Der Ein-Mann-Staat soll her

Weil er hier um die Stimmen von 1,5 Millionen Auslandstürken wirbt. In der Türkei, wo man die Demokratie mit Füßen tritt, soll jetzt das Gesetz so geändert werden, dass die Tritte in Ordnung gehen. Ein Ein-Mann-Staat soll die Demokratie ablösen. Zu einem anderen Zweck wurde noch nie ein parlamentarisches System abgeschafft. „Wollt ihr eine mächtige Türkei?“, rief Yildirim. Demnächst will auch Präsident Recep Tayyip Erdogan hier dafür werben.

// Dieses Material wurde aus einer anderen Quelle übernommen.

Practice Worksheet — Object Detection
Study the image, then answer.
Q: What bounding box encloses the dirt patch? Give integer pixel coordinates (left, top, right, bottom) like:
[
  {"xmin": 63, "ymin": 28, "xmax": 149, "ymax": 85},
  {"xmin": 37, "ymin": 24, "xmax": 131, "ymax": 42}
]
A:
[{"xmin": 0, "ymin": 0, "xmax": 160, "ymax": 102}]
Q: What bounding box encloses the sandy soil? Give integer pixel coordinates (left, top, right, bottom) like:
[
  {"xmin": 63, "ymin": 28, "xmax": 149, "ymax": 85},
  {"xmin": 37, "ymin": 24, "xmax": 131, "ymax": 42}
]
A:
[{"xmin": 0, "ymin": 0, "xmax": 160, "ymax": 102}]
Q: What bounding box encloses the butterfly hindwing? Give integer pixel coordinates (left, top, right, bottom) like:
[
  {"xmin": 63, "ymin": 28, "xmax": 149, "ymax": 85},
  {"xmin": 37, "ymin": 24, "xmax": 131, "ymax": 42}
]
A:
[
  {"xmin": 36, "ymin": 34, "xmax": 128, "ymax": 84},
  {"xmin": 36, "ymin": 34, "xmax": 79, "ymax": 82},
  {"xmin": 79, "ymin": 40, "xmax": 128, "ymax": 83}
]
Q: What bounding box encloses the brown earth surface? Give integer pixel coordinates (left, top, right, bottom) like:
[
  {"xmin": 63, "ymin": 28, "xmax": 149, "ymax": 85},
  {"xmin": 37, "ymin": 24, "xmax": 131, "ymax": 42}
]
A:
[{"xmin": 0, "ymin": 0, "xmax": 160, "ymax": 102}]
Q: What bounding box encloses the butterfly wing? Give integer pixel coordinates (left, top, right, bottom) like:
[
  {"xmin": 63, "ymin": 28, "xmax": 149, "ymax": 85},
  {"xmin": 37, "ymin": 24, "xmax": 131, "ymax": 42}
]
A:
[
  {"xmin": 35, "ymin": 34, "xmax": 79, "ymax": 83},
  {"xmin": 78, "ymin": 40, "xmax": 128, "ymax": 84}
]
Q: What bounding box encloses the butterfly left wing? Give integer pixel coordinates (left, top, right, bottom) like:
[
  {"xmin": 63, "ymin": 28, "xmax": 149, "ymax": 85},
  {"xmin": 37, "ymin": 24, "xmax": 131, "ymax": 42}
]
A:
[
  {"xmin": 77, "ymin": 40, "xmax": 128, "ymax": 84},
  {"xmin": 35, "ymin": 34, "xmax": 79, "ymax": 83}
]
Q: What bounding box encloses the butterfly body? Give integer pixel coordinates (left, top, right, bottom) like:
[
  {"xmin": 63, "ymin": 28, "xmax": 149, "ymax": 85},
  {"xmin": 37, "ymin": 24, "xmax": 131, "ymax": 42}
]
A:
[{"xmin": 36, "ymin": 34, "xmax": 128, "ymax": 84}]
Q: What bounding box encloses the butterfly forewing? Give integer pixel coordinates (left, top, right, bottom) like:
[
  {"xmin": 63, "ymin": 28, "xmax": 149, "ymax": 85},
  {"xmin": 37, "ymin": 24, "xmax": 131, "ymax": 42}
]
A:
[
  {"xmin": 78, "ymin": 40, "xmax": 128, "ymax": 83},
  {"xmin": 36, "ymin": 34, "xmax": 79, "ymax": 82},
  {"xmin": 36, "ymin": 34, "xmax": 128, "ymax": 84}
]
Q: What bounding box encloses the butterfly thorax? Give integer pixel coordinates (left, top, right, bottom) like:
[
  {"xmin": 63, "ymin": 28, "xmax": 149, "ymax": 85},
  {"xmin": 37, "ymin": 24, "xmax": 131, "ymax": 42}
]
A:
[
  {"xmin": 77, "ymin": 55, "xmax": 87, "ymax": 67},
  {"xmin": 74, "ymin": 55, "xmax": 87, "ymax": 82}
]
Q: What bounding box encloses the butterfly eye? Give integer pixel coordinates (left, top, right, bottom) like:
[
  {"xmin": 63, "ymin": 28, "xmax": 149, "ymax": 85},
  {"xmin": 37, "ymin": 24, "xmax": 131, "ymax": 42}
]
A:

Weil er es kann. Zu den Freiheiten, die unsere Demokratie gewährt, gehört es auch, zu kritisieren – zu schreiben, was die Mächtigen nicht lesen wollen. Trotzdem sperrte Yildirim am Samstag einfach einen Journalisten von seiner Veranstaltung aus. In der Türkei sperrt man lieber direkt ein: Seit einer Woche sitzt der Kollege und „Welt“-Korrespondent Deniz Yücel in Polizeihaft. Er schrieb über Erdogans Schwiegersohn, der Energieminister ist, jetzt wird ihm offenbar Terror vorgeworfen. Mehr als 100 politisch missliebige Journalisten sind inhaftiert, Yücel ist der erste Deutsche unter ihnen.

Manchmal ist Kritik auch eine Pflicht

Dieses Knäuel an Unerträglichkeiten wird nicht dadurch entwirrt, dass man auf ein Kernproblem der Demokratie verweist: natürlich muss sie auch die Freiheiten derer verteidigen, welche ihre Feinde sind. Aber das gilt nicht schrankenlos. Gerade dröhnt die offizielle Zurückhaltung recht laut vor dem Hintergrund des Flüchtlingsabkommens mit der Türkei. Diplomatie mag zwar die einzig effektive Möglichkeit sein, derzeit die Situation Yücels zu verbessern; immerhin erschließt sich nur mit diesem Gedanken der Satz der Kanzlerin, in dem sie Vertrauen in ein faires Verfahren äußert – in ein Land voller Unrecht.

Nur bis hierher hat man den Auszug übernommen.